Pseudoaneurysm of the mitral–aortic intervalvular fibrosa presenting after chest trauma and diagnosed by cardiac magnetic resonance: a case report
1 Radiology Department, Federal Fluminense University School of Medicine, HUAP 2º andar, Rua Marquês do Paraná s/n., Centro - Niterói, RJ, Brazil
2 ProEcho Cardiodata Serviços Médicos, Unidade Niterói, Rua Jornalista Moacir Padilha 195, Centro - Niterói, RJ, Brazil
3 Radiology Department, Rio de Janeiro Federal University, Rua Professor Rodolpho Paulo Rocco, 255. – Ilha do Fundão, Rio de Janeiro, RJ, Brazil
4 Radiology and Imaging Sciences, National Institutes of Health Clinical Center, 10 Center Drive, Building 10, BIN264B, Bethesda, MD, USA
5 Division of Cardiology, Johns Hopkins University School of Medicine, 600 N. Wolfe Street, Blalock, Baltimore, MD, USA
Journal of Medical Case Reports 2012, 6:357 doi:10.1186/1752-1947-6-357Published: 19 October 2012
Annular subvalvular pseudoaneurysm is a rare example of left ventricle aneurysm described predominantly in young African people. These aneurysms are divided into two different types, namely, submitral or subaortic, with subaortic being the less frequent kind. The subaortic type is most often localized in the mitral–aortic intervalvular fibrosa. To the best of our knowledge, this is the first report of a mitral–aortic intervalvular fibrosa pseudoaneurysm associated with coarctation of the aorta, anomalous pulmonary venous return, bicuspid aortic valve and patent ductus arteriosus diagnosed by cardiovascular magnetic resonance.
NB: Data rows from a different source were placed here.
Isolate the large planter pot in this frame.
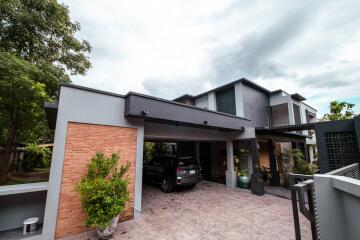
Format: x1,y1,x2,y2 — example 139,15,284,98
238,176,250,188
96,215,119,239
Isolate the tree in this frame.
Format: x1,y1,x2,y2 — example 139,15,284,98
0,52,49,184
323,101,356,121
0,0,91,184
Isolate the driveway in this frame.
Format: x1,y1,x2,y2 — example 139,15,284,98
66,181,311,240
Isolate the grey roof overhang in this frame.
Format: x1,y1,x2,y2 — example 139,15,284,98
44,102,58,129
255,128,310,140
125,92,252,131
256,123,316,132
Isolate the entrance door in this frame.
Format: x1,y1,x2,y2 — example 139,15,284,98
200,142,226,184
199,142,211,180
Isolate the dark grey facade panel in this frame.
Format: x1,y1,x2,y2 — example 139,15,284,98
216,86,236,115
293,104,301,125
243,84,270,127
125,93,252,131
315,119,359,173
270,103,289,127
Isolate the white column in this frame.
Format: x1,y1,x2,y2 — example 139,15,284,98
208,92,216,111
195,141,200,165
235,82,244,117
226,140,236,188
288,96,295,125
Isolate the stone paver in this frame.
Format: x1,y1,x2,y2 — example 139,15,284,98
63,181,311,240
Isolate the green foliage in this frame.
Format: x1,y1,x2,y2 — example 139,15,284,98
236,169,249,177
283,149,318,176
21,144,52,171
144,142,156,162
0,51,49,142
324,101,356,121
75,152,130,228
0,0,91,92
0,0,91,184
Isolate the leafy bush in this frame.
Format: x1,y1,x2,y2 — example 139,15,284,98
236,169,249,177
21,143,52,172
75,152,130,228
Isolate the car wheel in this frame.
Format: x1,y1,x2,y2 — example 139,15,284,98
161,176,173,193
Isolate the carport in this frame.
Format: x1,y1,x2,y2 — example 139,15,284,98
125,93,258,208
43,85,258,239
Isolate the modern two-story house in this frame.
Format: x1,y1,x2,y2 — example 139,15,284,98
21,79,316,239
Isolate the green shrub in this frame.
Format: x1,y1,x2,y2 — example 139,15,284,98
75,152,130,228
21,143,52,172
236,169,249,177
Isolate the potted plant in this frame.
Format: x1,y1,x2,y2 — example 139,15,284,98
75,152,130,239
237,169,250,188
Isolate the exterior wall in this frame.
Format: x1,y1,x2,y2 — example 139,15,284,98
243,84,269,127
195,95,209,108
56,123,137,238
42,86,144,239
208,92,216,111
234,82,244,117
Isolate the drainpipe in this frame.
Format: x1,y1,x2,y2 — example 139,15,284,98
226,140,236,188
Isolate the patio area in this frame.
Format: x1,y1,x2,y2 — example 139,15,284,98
62,181,311,240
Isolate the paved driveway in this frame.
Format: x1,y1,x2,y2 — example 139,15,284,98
66,181,311,240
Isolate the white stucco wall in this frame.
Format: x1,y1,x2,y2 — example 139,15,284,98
42,86,144,239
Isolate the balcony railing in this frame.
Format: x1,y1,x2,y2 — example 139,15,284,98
289,163,360,240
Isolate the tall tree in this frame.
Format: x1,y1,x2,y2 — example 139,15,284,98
0,52,49,183
323,101,356,121
0,0,91,184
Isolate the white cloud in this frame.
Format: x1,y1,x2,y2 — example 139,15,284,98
62,0,360,113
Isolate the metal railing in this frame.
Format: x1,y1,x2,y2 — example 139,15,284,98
289,173,320,240
289,163,360,240
327,163,360,180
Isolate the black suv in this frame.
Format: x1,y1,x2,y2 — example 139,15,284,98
143,155,202,193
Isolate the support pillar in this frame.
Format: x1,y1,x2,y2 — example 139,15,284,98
304,142,311,163
194,141,200,166
250,138,265,196
268,139,280,186
226,140,236,188
250,138,260,174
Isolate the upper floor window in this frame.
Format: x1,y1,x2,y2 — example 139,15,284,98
216,87,236,115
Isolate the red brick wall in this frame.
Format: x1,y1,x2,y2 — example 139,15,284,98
56,123,137,238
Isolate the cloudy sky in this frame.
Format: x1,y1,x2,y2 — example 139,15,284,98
61,0,360,116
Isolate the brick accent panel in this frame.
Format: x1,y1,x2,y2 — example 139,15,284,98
56,123,137,239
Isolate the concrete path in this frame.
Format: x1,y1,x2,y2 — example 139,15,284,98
63,181,311,240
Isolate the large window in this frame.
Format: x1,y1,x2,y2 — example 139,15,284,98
216,87,236,115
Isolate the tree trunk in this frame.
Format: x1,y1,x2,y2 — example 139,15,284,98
0,126,17,185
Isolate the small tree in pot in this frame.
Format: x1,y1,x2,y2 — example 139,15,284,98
236,169,250,188
76,152,130,239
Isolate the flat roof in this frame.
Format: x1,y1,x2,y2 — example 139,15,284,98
0,182,48,196
44,84,251,131
256,122,317,132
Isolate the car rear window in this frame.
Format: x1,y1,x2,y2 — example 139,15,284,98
178,157,197,166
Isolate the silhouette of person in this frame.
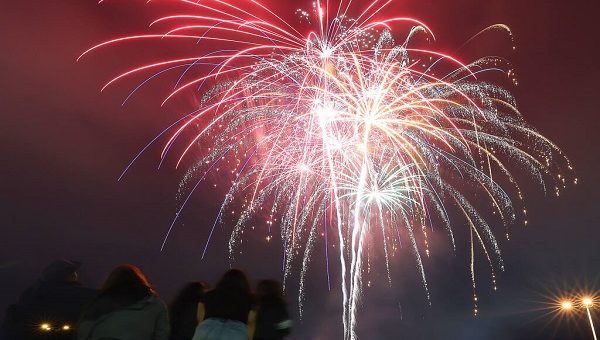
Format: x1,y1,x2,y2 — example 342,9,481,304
77,264,169,340
253,280,292,340
169,282,207,340
192,269,255,340
1,260,97,340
We report the case of a 15-year-old African-American boy with a history of mild chest trauma who underwent echocardiographic evaluation as part of an out-patient work up. The echocardiogram was suspicious for the presence of mitral-aortic intervalvular fibrosa pseudoaneurysm and cardiovascular magnetic resonance was then performed to better characterize this finding. In addition to confirming the presence of the aneurysm, cardiovascular magnetic resonance also revealed coarctation of the aorta, a bicuspid aortic valve, and anomalous pulmonary venous return.
In our case, cardiovascular magnetic resonance was helpful in: (a) making a definite diagnosis of mitral–aortic intervalvular fibrosa pseudoaneurysm and its borders, which was not clear with an echocardiogram examination; and (b) illustrating additional associated congenital anomalies including the anomalous pulmonary venous return.